Ладно. Мы отправились. Пришли ко мне на лестничную площадку. Шляпа Дюгомье была там, на вешалке. (Подумать только, сама по себе шляпа вроде бы ничего не значит. А под ней — АДЮЛЬТЕР.) Пальцем молча показываю на нее Элизе. Она с серьезным видом кивает. Ввожу ее в кладовку. Смотрю в замочную скважину. Мы попали в точку. Делаю знак, чтобы она тоже посмотрела. Она наклоняется. Я думал, она сразу же поднимется. Вовсе нет. Она, наверное, хотела составить себе мнение. Она не двигалась. Мне стало скучно. Еще бы. Стоять в этой кладовке. Я стоял. А Элиза рядом со мной. Наклонившись и выпятив свой упругий и круглый зад в юбке из ткани «куриная лапка». Ну и в конце концов я не удержался, прикоснулся к нему. А что мне было делать? Этот зад был прямо передо мной. О! Ничего особенного, так, легкая ласка. Скорее, жест солидарности. Она попыталась оттолкнуть меня. Сначала потряхивая задом. Как если бы я был мухой. Потом рукой. Но не меняя позы. Причем довольно вяло. А потом и вовсе перестала. К тому же, чего там было дергаться? Разве это было серьезнее, чем прикосновение мухи? Я делал это как бы машинально. Это или что-то еще. В некотором роде из-за тревоги, которую я испытывал. Чтобы не забыться. Потому что с теми двумя в комнате и Элизой, которая на них смотрела, МНЕ НЕ ОСТАВАЛОСЬ НИЧЕГО ДРУГОГО. Особенно в этой тишине. Чтобы просто не потеряться. Чтобы не раствориться в этой тишине.
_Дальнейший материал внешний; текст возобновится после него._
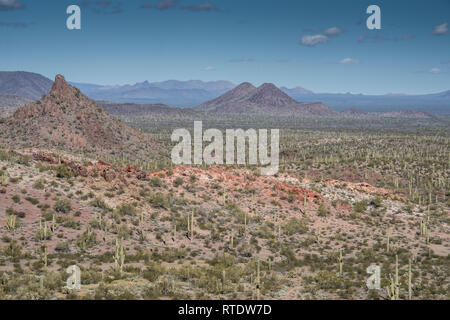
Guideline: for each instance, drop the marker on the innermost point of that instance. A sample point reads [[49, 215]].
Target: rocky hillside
[[27, 85], [66, 119]]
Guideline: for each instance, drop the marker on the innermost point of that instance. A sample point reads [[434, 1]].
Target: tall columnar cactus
[[44, 257], [192, 224], [318, 240], [341, 262], [5, 180], [53, 226], [11, 223], [387, 243], [409, 280], [232, 240], [258, 280], [245, 221], [44, 231], [119, 256], [393, 288], [224, 195]]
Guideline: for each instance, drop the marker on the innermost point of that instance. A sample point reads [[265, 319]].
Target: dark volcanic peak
[[266, 99], [68, 120], [236, 94], [269, 95]]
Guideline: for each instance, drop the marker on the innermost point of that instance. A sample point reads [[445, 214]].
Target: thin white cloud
[[441, 29], [349, 61], [160, 5], [435, 70], [332, 31], [10, 5], [311, 41]]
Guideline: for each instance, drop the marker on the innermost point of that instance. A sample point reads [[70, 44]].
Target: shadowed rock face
[[67, 119], [266, 99], [27, 85]]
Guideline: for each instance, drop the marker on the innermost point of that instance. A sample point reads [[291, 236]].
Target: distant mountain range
[[171, 92], [32, 86], [266, 99]]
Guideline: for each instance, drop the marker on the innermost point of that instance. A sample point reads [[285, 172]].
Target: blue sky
[[237, 40]]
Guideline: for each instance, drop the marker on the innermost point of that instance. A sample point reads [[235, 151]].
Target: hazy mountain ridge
[[195, 92]]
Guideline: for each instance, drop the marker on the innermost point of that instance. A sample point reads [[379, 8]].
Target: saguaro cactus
[[409, 280], [5, 180], [119, 256], [11, 223], [258, 281], [394, 287], [341, 262]]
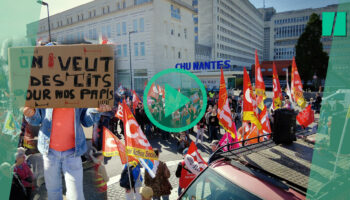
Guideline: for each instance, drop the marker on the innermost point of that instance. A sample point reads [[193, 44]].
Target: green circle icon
[[175, 100]]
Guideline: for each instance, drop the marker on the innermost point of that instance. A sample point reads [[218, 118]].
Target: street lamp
[[131, 85], [48, 16]]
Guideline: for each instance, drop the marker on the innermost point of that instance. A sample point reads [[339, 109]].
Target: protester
[[24, 173], [132, 191], [183, 142], [184, 174], [160, 183], [214, 146], [213, 125], [62, 141], [200, 130], [101, 177], [146, 193]]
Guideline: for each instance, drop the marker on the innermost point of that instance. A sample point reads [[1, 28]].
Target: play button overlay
[[175, 100]]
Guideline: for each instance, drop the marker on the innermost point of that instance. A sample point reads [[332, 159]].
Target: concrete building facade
[[161, 33]]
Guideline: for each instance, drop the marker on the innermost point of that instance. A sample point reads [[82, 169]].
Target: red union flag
[[259, 83], [224, 112], [112, 146], [135, 100], [297, 86], [135, 140], [306, 117], [277, 92], [249, 101], [194, 161]]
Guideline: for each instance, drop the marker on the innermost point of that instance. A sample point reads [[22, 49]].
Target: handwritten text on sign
[[66, 76]]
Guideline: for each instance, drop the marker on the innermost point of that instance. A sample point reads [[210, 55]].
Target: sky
[[286, 5]]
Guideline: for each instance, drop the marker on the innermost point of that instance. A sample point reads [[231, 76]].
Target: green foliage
[[310, 57]]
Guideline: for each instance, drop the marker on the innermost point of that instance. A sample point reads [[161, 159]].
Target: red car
[[258, 171]]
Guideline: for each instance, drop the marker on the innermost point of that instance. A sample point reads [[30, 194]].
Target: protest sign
[[79, 76]]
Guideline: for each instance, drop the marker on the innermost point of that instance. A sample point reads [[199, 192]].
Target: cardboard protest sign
[[80, 76]]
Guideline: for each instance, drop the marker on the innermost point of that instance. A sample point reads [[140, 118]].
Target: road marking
[[115, 179]]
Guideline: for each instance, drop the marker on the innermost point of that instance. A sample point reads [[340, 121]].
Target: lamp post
[[48, 16], [131, 85]]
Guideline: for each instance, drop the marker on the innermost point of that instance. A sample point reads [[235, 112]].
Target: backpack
[[124, 179]]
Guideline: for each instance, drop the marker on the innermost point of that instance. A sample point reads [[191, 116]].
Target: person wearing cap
[[62, 142], [146, 193], [214, 146], [184, 174], [23, 171]]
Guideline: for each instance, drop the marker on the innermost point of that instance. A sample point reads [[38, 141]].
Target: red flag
[[259, 83], [265, 122], [249, 101], [224, 111], [135, 140], [277, 92], [119, 113], [112, 146], [297, 86], [306, 117], [135, 100], [193, 160]]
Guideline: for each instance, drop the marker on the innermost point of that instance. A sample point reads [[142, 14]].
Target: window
[[136, 49], [119, 50], [142, 25], [124, 28], [135, 24], [118, 29], [209, 182], [125, 50], [142, 49]]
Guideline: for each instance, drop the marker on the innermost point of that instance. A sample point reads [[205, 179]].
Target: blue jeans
[[164, 197], [71, 166]]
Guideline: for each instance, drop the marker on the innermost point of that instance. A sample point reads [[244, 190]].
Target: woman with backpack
[[133, 191]]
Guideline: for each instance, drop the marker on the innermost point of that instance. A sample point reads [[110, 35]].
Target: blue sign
[[208, 65]]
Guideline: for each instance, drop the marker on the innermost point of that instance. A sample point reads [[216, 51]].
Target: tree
[[310, 57]]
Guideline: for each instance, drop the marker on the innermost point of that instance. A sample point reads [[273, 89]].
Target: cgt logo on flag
[[339, 25]]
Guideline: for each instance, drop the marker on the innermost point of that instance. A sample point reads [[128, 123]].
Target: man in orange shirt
[[62, 141]]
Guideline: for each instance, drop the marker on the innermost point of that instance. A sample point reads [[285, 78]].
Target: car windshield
[[212, 186]]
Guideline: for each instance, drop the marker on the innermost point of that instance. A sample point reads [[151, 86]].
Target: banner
[[194, 161], [277, 92], [136, 142], [297, 86], [259, 83], [224, 111], [306, 117], [65, 76], [112, 146], [249, 101]]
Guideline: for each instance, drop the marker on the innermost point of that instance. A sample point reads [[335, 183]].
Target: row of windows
[[289, 31], [175, 54], [235, 58], [224, 30], [286, 42], [233, 50], [175, 12], [238, 44], [139, 49], [284, 53], [248, 26], [241, 11], [292, 20], [227, 23], [91, 14]]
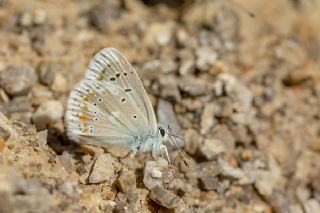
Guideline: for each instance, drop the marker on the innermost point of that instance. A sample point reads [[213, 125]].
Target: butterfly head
[[162, 132]]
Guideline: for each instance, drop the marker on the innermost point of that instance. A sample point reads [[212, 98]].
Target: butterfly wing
[[110, 105]]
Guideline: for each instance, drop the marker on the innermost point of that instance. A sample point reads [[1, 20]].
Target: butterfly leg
[[166, 152]]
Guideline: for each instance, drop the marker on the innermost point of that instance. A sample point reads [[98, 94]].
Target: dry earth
[[243, 92]]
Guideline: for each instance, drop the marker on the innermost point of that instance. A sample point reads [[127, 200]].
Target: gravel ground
[[243, 92]]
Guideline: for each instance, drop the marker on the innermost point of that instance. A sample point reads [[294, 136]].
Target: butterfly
[[110, 106]]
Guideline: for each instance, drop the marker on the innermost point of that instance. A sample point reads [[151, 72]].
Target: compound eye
[[162, 132]]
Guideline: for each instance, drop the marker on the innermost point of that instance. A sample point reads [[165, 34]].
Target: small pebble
[[164, 197], [102, 170], [126, 180], [48, 113]]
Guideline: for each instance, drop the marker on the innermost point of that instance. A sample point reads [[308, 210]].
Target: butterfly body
[[110, 106]]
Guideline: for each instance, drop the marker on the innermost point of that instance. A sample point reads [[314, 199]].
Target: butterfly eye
[[162, 132]]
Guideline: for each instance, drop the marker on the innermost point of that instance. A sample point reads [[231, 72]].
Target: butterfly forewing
[[110, 66], [110, 105]]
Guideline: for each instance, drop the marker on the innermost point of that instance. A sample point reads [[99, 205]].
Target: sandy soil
[[243, 92]]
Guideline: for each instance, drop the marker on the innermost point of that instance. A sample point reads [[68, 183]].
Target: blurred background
[[239, 80]]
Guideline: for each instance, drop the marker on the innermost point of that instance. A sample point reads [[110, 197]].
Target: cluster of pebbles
[[243, 93]]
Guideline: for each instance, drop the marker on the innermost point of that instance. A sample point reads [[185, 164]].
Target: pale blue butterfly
[[110, 106]]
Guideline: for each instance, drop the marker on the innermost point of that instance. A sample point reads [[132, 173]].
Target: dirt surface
[[243, 92]]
Наконец Элиза поднялась, покачала еще головой, наклоняя ее в направлении двери. Мы тихонько ушли. Потом зашли в кафе попить.
— И что ты собираешься делать?
— Не знаю.
Вдруг мне пришла в голову мысль, что это было не так уж глупо, привести туда Элизу. Ведь если после этого Мазюры вдруг узнали бы что-нибудь про Розу, то им не с руки было бы поднимать шум.
— И ты мог смотреть на это, не ворвался к ним, не врезал как следует?
— Понимаешь, я люблю Ортанс.
— Хочешь, я поговорю с ней?
— Нет-нет. Только не это.
Я начал разыгрывать из себя идиота.
— Видишь ли, я чувствую, что она еще вернется ко мне.
Она посмотрела на меня. Потом улыбнулась. У нее было доброе лицо, у Элизы. Немного красноватое, как и у сестры, но с задиристым носиком.
— Тем более что ты не замедлил утешиться.
Сначала я подумал, что она имеет в виду какие-нибудь слухи, которые могли дойти до нее, про Розу. Но это было не так. Она думала всего лишь о своем заде и о моем маленьком упражнении с ним. Просто невероятно, какие все-таки люди тщеславные. По ее мнению, потрогав десять сантиметров ее юбки, я уже должен был утешиться. Просто невероятно. Как будто в мире только это и существовало: ЕЕ ЗАД.